# Capital Gains Tax in Brazil on sale of overseas property



## warwick

Hi
I am a recent permanent resident of Brazil, currently living and working in Sao Paulo and I have moved from the UK (where I am a citizen). I currently own 2 properties in London and am thinking of selling them as I am now looking to make a life for myself and for my wife (who is from Brazil) here in Brazil.

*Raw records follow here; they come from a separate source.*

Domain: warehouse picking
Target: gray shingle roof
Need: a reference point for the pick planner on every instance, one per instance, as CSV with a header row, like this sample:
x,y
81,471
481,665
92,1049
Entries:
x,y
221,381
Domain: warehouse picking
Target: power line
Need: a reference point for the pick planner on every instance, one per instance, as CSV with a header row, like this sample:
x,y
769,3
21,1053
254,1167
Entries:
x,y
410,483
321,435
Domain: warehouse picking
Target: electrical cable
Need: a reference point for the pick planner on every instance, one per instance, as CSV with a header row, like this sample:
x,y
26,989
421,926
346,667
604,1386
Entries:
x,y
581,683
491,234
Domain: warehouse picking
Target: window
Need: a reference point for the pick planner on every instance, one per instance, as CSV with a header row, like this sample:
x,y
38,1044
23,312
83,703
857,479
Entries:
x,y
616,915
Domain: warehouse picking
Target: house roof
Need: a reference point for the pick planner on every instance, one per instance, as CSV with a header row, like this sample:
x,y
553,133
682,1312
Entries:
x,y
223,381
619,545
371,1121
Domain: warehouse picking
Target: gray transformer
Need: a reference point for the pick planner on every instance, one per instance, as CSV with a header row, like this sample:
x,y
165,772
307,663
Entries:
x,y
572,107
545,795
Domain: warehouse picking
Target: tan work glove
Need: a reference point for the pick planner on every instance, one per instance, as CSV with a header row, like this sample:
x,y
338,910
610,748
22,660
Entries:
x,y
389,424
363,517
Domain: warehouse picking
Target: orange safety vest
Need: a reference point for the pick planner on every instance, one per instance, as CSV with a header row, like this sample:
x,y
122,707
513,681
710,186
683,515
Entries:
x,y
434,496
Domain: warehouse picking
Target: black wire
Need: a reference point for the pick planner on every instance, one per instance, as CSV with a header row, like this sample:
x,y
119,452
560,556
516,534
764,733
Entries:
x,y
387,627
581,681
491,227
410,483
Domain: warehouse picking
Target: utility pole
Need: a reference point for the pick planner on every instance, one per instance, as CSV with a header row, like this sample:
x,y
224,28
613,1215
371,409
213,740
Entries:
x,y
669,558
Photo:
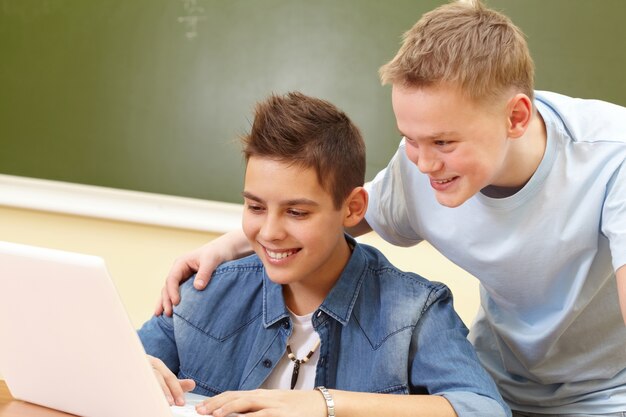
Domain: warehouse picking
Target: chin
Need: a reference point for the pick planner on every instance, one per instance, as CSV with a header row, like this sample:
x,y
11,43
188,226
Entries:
x,y
450,202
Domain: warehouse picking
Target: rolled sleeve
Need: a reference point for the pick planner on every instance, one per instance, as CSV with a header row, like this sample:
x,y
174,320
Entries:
x,y
446,363
157,336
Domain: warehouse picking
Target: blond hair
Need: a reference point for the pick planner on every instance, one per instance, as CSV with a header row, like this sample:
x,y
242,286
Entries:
x,y
466,44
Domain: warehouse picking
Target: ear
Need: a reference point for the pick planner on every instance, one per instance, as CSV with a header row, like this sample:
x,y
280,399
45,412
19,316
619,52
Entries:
x,y
519,112
355,207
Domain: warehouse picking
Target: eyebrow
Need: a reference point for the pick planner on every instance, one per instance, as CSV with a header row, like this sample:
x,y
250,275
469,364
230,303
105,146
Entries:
x,y
434,136
291,202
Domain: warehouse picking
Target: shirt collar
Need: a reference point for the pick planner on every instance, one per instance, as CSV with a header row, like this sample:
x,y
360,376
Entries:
x,y
339,302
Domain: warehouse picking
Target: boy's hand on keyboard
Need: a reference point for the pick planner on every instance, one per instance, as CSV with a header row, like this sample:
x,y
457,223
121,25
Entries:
x,y
173,388
271,403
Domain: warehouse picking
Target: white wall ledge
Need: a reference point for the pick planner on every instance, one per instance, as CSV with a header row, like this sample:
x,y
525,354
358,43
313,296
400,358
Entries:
x,y
122,205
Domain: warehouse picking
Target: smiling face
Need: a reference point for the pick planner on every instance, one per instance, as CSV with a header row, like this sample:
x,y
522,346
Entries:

I was wondering if anyone knows whether I would be liable to pay any Capital Gains Tax (or any other type of tax) to the Brazilian authorities on the sale of my UK property?

Many thanks!
Warwick


----------



## debzor

warwick said:


> Hi
> I am a recent permanent resident of Brazil, currently living and working in Sao Paulo and I have moved from the UK (where I am a citizen). I currently own 2 properties in London and am thinking of selling them as I am now looking to make a life for myself and for my wife (who is from Brazil) here in Brazil.
> 
> I was wondering if anyone knows whether I would be liable to pay any Capital Gains Tax (or any other type of tax) to the Brazilian authorities on the sale of my UK property?
> 
> Many thanks!
> Warwick


Hi Warwick

I was in a similar situation a few years ago, and paid no CGT in Brazil. Receita Federal is only really is interested in gains made here in Brazil, where they have some control...


----------